Are you sure you can't afford a reversal?
What are you using to sort? My guess is it's something which guarantees it's a stable sort - and you've got two equal values, as far as the comparison is concerned.
Is there any additional ordering you can impose in this case? Can you easily tell which event would come first in the ascending ordering? If so, just make the original comparison use that as well, and then your descending ordering will start to work naturally.
EDIT: As your data doesn't have any extra ordering information in it, I wouldn't be surprised if it were returned in different orders when you performed the same query again in Oracle. However, if you only care about the order in this one particular case, I suggest you add an extra field in your Java in-memory representation to store the original index in the loaded list - as you read the data, keep track of how many you've read and assign the field accordingly. Then you can use that when you sort.
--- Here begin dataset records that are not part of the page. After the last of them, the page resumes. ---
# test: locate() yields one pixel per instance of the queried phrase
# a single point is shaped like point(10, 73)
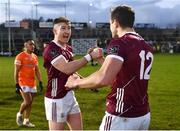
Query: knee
point(27, 103)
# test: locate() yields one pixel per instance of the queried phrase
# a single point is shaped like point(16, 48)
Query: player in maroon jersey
point(127, 70)
point(60, 104)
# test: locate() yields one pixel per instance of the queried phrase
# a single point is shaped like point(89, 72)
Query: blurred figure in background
point(26, 68)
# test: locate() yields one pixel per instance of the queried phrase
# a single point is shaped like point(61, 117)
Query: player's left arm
point(103, 77)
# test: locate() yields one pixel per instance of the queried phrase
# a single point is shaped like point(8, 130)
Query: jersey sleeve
point(18, 59)
point(36, 59)
point(116, 50)
point(52, 54)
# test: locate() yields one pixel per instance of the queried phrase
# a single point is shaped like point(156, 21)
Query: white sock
point(19, 114)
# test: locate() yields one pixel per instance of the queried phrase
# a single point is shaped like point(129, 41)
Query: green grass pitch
point(164, 96)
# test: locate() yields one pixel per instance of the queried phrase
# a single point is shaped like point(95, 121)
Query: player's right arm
point(68, 68)
point(17, 67)
point(16, 72)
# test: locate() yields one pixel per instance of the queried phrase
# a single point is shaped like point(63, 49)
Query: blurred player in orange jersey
point(26, 67)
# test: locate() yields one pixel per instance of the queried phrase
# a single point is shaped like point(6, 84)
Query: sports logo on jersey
point(114, 50)
point(54, 53)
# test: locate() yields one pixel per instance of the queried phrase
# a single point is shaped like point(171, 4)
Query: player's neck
point(123, 31)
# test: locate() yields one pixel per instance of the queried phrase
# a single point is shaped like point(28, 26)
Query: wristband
point(88, 57)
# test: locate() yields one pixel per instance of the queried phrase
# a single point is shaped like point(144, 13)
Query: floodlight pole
point(9, 28)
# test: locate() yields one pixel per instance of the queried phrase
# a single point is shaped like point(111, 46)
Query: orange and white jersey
point(26, 76)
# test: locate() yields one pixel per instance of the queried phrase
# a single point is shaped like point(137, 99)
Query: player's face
point(113, 28)
point(62, 32)
point(30, 46)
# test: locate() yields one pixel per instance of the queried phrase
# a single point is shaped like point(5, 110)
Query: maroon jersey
point(128, 96)
point(56, 78)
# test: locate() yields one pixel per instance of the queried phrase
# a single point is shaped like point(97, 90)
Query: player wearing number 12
point(126, 69)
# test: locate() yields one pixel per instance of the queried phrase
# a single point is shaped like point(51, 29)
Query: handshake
point(94, 53)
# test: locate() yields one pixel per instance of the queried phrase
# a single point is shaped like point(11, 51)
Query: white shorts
point(112, 122)
point(29, 89)
point(57, 110)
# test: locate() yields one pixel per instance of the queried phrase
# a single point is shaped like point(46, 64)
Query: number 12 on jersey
point(144, 72)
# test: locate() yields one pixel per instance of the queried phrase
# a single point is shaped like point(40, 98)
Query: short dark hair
point(124, 15)
point(60, 20)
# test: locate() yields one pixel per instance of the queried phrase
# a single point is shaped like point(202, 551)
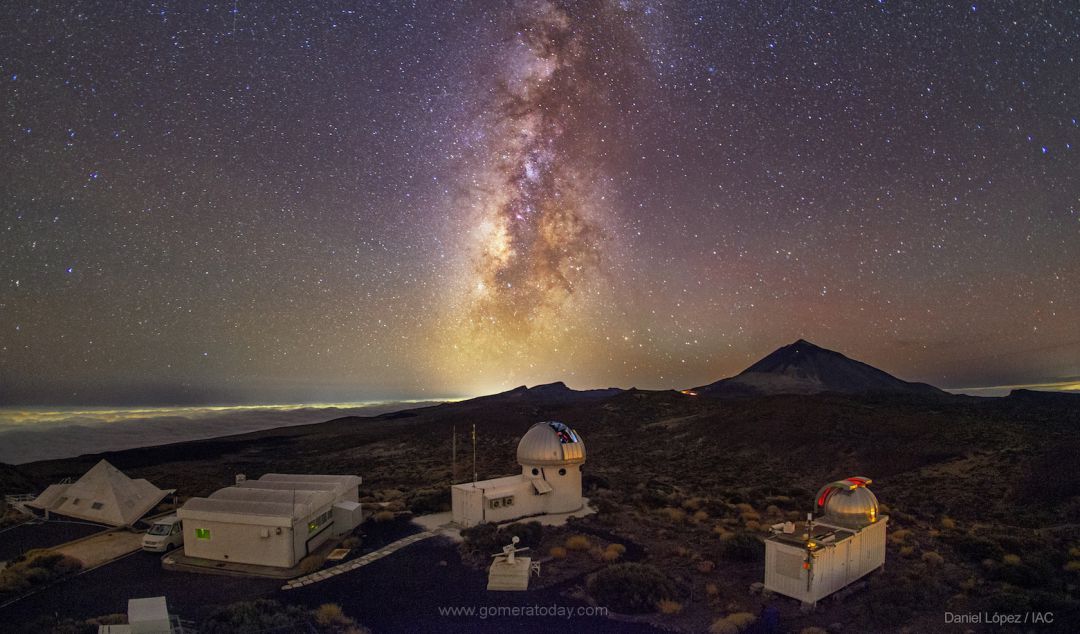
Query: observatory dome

Am I missing something, or couldn't you just use the event name (or whatever A, B, C and D are) as secondary sort key? Just extend your Comparator to something like:
public int compare(Event e1, Event e2) {
int cmp = e1.getTime() - e2.getTime(); // compare times
if (cmp == 0) // if times are equal, compare names instead
cmp = e1.getName().compareTo(e2.getName());
return SORT_DESCENDING.equals(_sortOrder)? -cmp : cmp;
}
I think what you really want is a secondary sort criteria, such that you can sort the items even if the primary sort criteria considers the items equal. In your example, the primary criteria would be time, and secondary would be Event. This way, you don't have to rely on the items being in a certain order before performing the sort, which makes things a lot easier.
If you really don't have a secondary criteria, you would likely need to look into stable vs. unstable sorting algorithms, like Jon Skeet mentioned.
Another way but don't solve your problem :
List<SomeObject> list = ...;
Collections.sort(list, Collections.<SomeObject>reverseOrder());
Why is 0:01 smaller/larger than 0:01, or why should it be sorted in a very special way if they’re both the same?
You’re not looking for a reverse sort, you’re looking for a reversed sort, sorry. :)
Sort order does look correct, just compare the names if e1.getTime() == e2.getTime().
Depending on how fast comparing two elements is in comparison to switching them, you could just do a descending stable sort, and then reverse only all regions of "equal" elements.